Here's What Is Actually Costs To Have A C-Section

by Sarah Hosseini

If you're pregnant or wanting to become pregnant you may have already envisioned your child's birth. For some it may be a medicated birth at a hospital, or a drug-free water birth. For others a C-section, either planned or unplanned, may be medically necessary. My first C-section was not planned and there were two things I was shocked about: the recovery time and the cost. No one told me how much more expensive it was. It's important to know all of the additional costs C-section patients have to deal with so you don't have to be surprised like I was.

Generally speaking, C-sections are only performed for health reasons related to the mother or the baby like breech position, multiples, or past abdominal surgeries. But it's hard not to notice the obvious increase in C-sections this country has seen recently. According to the American Congress of Obstetrics and Gynecologists (ACOG), C-section rates in the United States were at the highest levels ever in 2009, with more than 1.3 million C-section deliveries (32.9 percent of all births) performed. With C-section rates on the rise many are questioning if they've all been medically necessary, especially considering the risks and costs to pregnant women.

I had my C-section in January 2010 in a hospital that had an 82 percent Cesarean rate. I still question whether my induction was medically necessary or not. To be honest, out of the whole birthing ordeal the thing I question the most is, how could my C-section cost as much as a house down payment? It's baffling. I knew that birthing a baby wouldn't be as cheap as going to the dollar store, I was ready for that. But I was thrown when the bill arrived for my C-section. If I didn't have health insurance I'd probably still be paying it off.

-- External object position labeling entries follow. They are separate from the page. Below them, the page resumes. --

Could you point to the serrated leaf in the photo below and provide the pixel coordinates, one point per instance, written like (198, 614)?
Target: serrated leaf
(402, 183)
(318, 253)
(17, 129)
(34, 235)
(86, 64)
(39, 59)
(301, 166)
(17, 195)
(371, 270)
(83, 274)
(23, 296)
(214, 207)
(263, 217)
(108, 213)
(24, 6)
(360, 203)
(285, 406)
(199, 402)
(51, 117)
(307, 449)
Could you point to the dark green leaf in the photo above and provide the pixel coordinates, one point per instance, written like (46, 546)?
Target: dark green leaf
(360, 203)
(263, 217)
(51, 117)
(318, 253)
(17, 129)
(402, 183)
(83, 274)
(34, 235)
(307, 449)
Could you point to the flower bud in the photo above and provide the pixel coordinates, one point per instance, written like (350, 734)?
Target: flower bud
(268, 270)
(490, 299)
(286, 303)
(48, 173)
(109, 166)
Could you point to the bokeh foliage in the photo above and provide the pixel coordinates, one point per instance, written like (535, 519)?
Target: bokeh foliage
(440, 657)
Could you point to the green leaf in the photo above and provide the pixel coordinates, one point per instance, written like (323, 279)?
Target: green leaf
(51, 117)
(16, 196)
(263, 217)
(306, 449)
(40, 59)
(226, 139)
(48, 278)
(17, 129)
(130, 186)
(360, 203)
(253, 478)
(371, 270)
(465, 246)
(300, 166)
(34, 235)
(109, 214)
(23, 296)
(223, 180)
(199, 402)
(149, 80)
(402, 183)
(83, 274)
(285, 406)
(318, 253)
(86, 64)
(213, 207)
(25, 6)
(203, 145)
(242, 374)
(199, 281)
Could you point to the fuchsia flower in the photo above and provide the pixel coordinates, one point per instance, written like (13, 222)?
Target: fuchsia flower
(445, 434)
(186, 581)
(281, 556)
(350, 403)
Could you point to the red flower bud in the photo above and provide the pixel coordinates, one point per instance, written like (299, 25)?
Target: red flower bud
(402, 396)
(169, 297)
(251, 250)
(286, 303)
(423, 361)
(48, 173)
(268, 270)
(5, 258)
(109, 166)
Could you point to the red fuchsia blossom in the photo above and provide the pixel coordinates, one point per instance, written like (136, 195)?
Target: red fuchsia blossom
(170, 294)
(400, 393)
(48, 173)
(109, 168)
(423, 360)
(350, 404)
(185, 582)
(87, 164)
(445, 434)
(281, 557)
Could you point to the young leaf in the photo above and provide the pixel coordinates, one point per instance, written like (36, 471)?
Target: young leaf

To help you prepare for the birth of your baby, it's important that you are privy to the costs you could incur should a C-section become necessary. Here are seven costs to consider.


The Actual Surgery

The Cesarean surgery can cost anywhere from $14,000 to $25,0000, according to Things like complications, extra time in the operating room, and additional medications that may be used during surgery will drive up this cost even higher.


The Anesthesia

C-sections can be done using using a few different regional anesthetic methods. According to, doctors can use spinal anesthesia, epidural anesthesia, or a combination of both. Regardless, you should be numb from the waist down for the procedure. In an emergency, general anesthesia will be used which will inhibit a person's ability to see, feel, or hear anything during the birth. All of these different methods rack up different costs for the mother.


The Urinary Catheter

According to the Mayo Clinic, a urinary catheter will be inserted if you have a C-section to collect urine. This is done because the C-section makes you unable to feel your bladder filling up once you have your anesthesia.


The Medicines

To reduce the risk of infection during and after the surgery, you will be given a dose of antibiotics intravenously through an IV, according to the aforementioned post. The type of antibiotic you receive depends on any possible allergies or drug interactions. The cost of these medicines can vary.


The Post Surgery Pain Medications

You will be given pain management medication of the doctor's choosing taking into account any possible allergies or drug interactions. I was prescribed three different pain medications while in the hospital and a sleeping pill. Each time I received a pill I was billed for it.


The Hospital Stay

Women who deliver vaginally typically stay at the hospital 24 to 48 hours. Women who have C-sections stay at least 72 hours after their procedure, according to the aforementioned post. Additionally, a longer labor or induced labor can increase the amount of time a woman is in the hospital and can drive up the overall cost. On average, a child birth related hospital stay can cost $3,500 which doesn't include prenatal case, delivery, or postpartum care.


The Supplemental Help At Home

"One of the main additional costs my cesarean birth clients face (beyond the medical costs ) is a need to hire supplemental support, often in the form of a postpartum doula or housekeeper for the first month postpartum," Bailey Gaddis, author of the new book Feng Shui Mommy: Creating Balance and Harmony for Blissful Pregnancy, Childbirth and Motherhood, tells Romper. "While these are nice services to have for any mother, C-section mamas are often on bed rest and pain meds and really can't do much more than rest and be with their baby."

I was in this position in a pretty bad way. I lived far away from family and was caring for my 16-month-old daughter who wasn't walking yet (she was a delayed walker) while recovering from a C-section. Doctors told me I was not allowed to pick her up for at least six weeks. My husband couldn't help because he had to go back to work after one week. Ultimately, I had to pay for help. I hired a part-time nanny to help me until I was mostly recovered.

Having a C-section is not only hard on your body, but it can be hard on your finances too, even if you have health insurance. It's important to remember that every additional service you receive as a C-section patient, you will be billed for. There might be unforeseen costs once you get home as well. If you think this is a surgery you might have to have, it may be a good idea to start stashing some pennies just in case.